The period of Solidaridad Gallega ("Galician Solidarity"), the beginning of the modern Galician nationalist movement, began in 1907 and ended around the First World War. Its unsuccessful aim was to create a unified electoral coalition to eliminate caciquism and obtain Galician representation in the Cortes Generales, the parliament of Spain.

Contents

The first stage of 20th-century Galician history lasted until the dictatorship of Primo de Rivera. In this stage the Galician nationalist Irmandades da Fala ("Brothehoods of the Language") began to appear to promote the Galician language. When they began to expand, the political idea of Galicianism was popularized. Intellectuals such as Vicente Risco and Ramón Otero Pedrayo travailed in the cultural aspect of galicianism and Porteira and Lois Peña Novo in the political galicianism. They were taken over by the members of the xeración Nós ("We" generation), united around a magazine of the same name (Nós). This members of the Xeneración Nós were supported between 1920 and the Spanish Second Republic by a preoccupation about the creation of a moderated galicianism.

Second Republic

In the Second Republic there were two principal groups: the Autonomous Galician Republican Organization and the Partido Galeguista (Galicianist Party). This party, the PG, was a union of different ideologies with the common denominator of the Galicianism. Its members were people as Vicente Risco, Ramón Otero Pedrayo, Ramón Cabanillas, Suárez Picallo, Castelao... In 1936 the PG, to get the Galician Statute, allied with the People's Front, and as a result of this alliance the party had its first splitting. Nevertheless, the Statute was got and Castelao presented it in the Spanish Parliament a few days before the Spanish Civil War.

Franco's dictatorship

During the Franco's dictatorship, called by Celso Emilio Ferreiro "Lond night of stone", they were different repressive stages to the galicianist ideas, after the armoured fight of many galicianist people against Franco in the Spanish Civil War.

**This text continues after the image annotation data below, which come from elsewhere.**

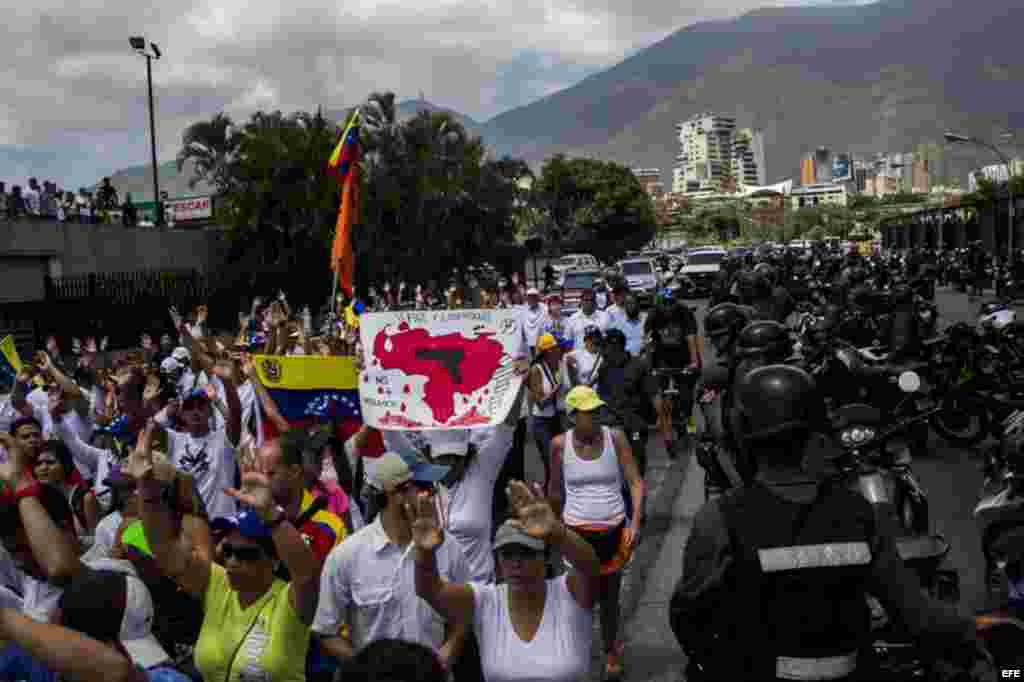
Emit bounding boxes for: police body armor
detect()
[708,483,876,682]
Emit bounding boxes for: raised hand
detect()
[125,419,156,480]
[224,471,273,518]
[507,480,559,541]
[406,493,444,552]
[242,353,259,381]
[36,350,53,371]
[0,431,32,489]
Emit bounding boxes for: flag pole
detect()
[328,106,362,337]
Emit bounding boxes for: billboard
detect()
[833,154,853,182]
[165,197,213,222]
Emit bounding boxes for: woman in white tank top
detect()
[548,386,644,679]
[407,481,600,682]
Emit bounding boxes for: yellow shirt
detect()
[196,564,309,682]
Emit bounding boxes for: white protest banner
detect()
[359,309,524,431]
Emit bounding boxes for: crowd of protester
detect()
[0,177,139,226]
[0,278,663,682]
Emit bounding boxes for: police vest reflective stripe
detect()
[775,651,857,680]
[758,542,871,573]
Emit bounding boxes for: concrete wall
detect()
[0,220,227,302]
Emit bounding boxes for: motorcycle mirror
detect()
[899,372,921,393]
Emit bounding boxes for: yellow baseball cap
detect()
[565,386,605,412]
[537,334,558,353]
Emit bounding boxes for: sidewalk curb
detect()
[620,449,693,626]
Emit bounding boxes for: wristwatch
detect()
[14,480,43,503]
[260,505,288,530]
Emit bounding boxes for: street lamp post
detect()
[944,132,1016,261]
[128,36,164,227]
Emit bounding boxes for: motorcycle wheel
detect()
[899,495,928,535]
[932,398,989,445]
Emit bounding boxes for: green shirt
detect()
[195,563,309,682]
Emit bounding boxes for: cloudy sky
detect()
[0,0,860,188]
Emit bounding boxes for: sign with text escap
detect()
[359,309,525,431]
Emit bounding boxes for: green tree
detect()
[224,112,339,263]
[177,113,240,195]
[530,155,656,259]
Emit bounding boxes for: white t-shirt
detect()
[565,347,598,386]
[522,304,548,348]
[470,574,594,682]
[0,547,137,623]
[167,429,238,519]
[312,516,467,652]
[436,424,515,582]
[566,310,608,348]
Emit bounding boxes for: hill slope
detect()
[482,0,1024,181]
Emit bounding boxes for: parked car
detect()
[676,249,727,298]
[562,268,604,316]
[551,253,601,284]
[618,257,662,305]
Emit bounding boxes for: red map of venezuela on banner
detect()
[359,310,522,429]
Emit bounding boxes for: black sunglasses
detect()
[394,480,434,493]
[498,545,544,560]
[220,543,264,561]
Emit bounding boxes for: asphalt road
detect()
[527,289,1015,682]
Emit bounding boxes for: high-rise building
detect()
[910,156,932,195]
[672,113,765,194]
[633,168,665,197]
[800,154,818,187]
[732,128,767,187]
[814,146,831,184]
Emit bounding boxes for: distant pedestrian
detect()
[121,191,138,227]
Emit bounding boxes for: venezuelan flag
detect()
[0,336,22,392]
[253,355,362,422]
[328,110,359,297]
[327,110,359,184]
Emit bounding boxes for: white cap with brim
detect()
[495,521,546,552]
[370,453,451,493]
[121,576,171,668]
[427,429,469,457]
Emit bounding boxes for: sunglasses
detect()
[220,543,265,561]
[498,545,544,561]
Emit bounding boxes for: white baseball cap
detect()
[160,357,181,374]
[427,429,469,457]
[370,453,451,493]
[60,569,171,669]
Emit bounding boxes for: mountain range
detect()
[90,0,1024,196]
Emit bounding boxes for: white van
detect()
[551,253,601,286]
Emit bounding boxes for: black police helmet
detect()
[978,301,1009,316]
[736,365,819,440]
[892,285,913,303]
[736,319,793,360]
[705,303,751,339]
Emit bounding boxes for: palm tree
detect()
[177,113,239,195]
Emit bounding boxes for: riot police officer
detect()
[670,365,980,682]
[733,319,794,382]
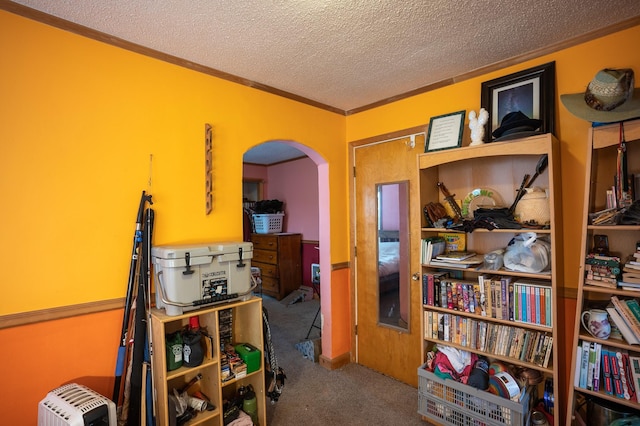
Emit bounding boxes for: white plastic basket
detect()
[418,365,529,426]
[253,213,284,234]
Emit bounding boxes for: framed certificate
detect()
[424,111,465,152]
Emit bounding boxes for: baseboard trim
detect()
[320,352,351,370]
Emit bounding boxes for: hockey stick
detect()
[128,203,153,425]
[112,191,151,405]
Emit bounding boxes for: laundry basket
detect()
[253,213,284,234]
[418,365,529,426]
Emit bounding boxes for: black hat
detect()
[492,111,542,138]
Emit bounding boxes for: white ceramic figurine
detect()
[469,108,489,146]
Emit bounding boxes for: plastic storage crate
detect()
[418,365,529,426]
[253,213,284,234]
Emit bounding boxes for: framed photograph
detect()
[424,111,466,152]
[480,62,556,140]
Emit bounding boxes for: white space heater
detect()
[38,383,117,426]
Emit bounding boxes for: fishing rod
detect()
[112,191,153,405]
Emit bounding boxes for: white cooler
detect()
[151,242,255,316]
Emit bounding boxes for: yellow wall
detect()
[347,26,640,300]
[347,26,640,416]
[0,11,348,315]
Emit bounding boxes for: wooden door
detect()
[354,135,424,386]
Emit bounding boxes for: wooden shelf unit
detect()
[567,120,640,425]
[418,134,564,425]
[151,297,266,426]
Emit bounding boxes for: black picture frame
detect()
[480,61,556,141]
[424,110,466,152]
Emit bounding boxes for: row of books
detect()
[606,296,640,345]
[574,340,640,402]
[424,310,553,368]
[422,272,553,327]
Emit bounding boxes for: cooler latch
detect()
[182,252,195,275]
[237,247,245,268]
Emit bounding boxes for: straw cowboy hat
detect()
[560,68,640,123]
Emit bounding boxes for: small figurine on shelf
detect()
[469,108,489,146]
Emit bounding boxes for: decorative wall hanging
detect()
[480,62,555,141]
[424,111,465,152]
[204,124,213,214]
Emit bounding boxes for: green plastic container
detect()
[235,343,261,374]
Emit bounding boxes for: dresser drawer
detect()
[253,250,278,265]
[251,234,278,251]
[262,277,280,294]
[251,260,278,282]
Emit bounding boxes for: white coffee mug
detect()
[581,309,611,339]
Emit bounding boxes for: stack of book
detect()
[427,251,484,269]
[424,310,553,368]
[574,341,640,402]
[584,253,620,288]
[607,296,640,345]
[618,245,640,291]
[422,272,553,327]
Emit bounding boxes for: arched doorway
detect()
[243,140,331,353]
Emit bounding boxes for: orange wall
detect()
[0,310,122,426]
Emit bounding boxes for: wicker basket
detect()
[418,365,529,426]
[253,213,284,234]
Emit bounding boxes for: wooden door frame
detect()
[348,124,429,362]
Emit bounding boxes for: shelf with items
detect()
[418,134,562,424]
[151,298,266,426]
[567,120,640,424]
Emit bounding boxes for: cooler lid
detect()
[151,242,253,266]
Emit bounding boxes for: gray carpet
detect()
[263,296,428,426]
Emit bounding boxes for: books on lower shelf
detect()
[574,341,640,402]
[422,272,554,327]
[423,310,553,368]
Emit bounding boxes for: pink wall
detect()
[243,157,320,286]
[265,157,319,240]
[242,163,269,194]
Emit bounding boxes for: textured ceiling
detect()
[5,0,640,164]
[8,0,640,111]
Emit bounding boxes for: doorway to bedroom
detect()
[353,133,424,387]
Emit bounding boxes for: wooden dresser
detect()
[251,233,302,300]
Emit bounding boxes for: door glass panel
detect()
[376,181,410,330]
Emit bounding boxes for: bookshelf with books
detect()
[567,120,640,425]
[418,134,562,425]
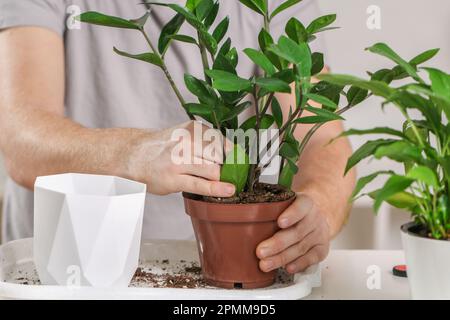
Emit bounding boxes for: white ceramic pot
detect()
[402,223,450,300]
[34,174,146,288]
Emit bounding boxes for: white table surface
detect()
[308,250,410,300]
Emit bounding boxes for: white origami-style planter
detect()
[402,223,450,300]
[34,174,146,288]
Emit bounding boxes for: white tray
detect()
[0,239,321,300]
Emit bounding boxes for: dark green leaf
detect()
[244,48,276,76]
[373,175,413,212]
[347,86,369,107]
[270,0,302,20]
[184,74,217,105]
[367,43,423,82]
[195,0,214,21]
[255,78,291,93]
[272,97,283,128]
[222,101,252,121]
[158,14,185,55]
[285,18,308,43]
[345,139,397,174]
[407,166,439,189]
[114,48,163,67]
[306,14,336,34]
[305,107,344,121]
[212,17,230,43]
[198,30,217,55]
[311,52,325,76]
[239,0,267,15]
[240,114,275,131]
[317,74,394,99]
[374,141,422,163]
[205,70,252,92]
[76,11,141,30]
[306,93,338,111]
[220,144,250,194]
[350,171,394,200]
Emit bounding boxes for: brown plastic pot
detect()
[183,194,295,289]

In the exile, was approved the Galician Statute by the Spanish Parliament in the exile, and in Buenos Aires it was established the Council of Galicia, directed by Castelao and Suárez Picallo. In 1944 was published Sempre en Galiza (Always in Galicia), ideologic guide of the galicianism. With the pass of the time, the cultural actions were restarted, with the creation of the Editorial Galaxia.

In 1964 the Galician People's Union (Unión do Povo Galego, UPG), a nationalist revolutionary left-wing party, as was described by Méndez Ferrín) and the Galician Socialist Party (PSG, with X.M.Beiras and García Bodaño) was formed.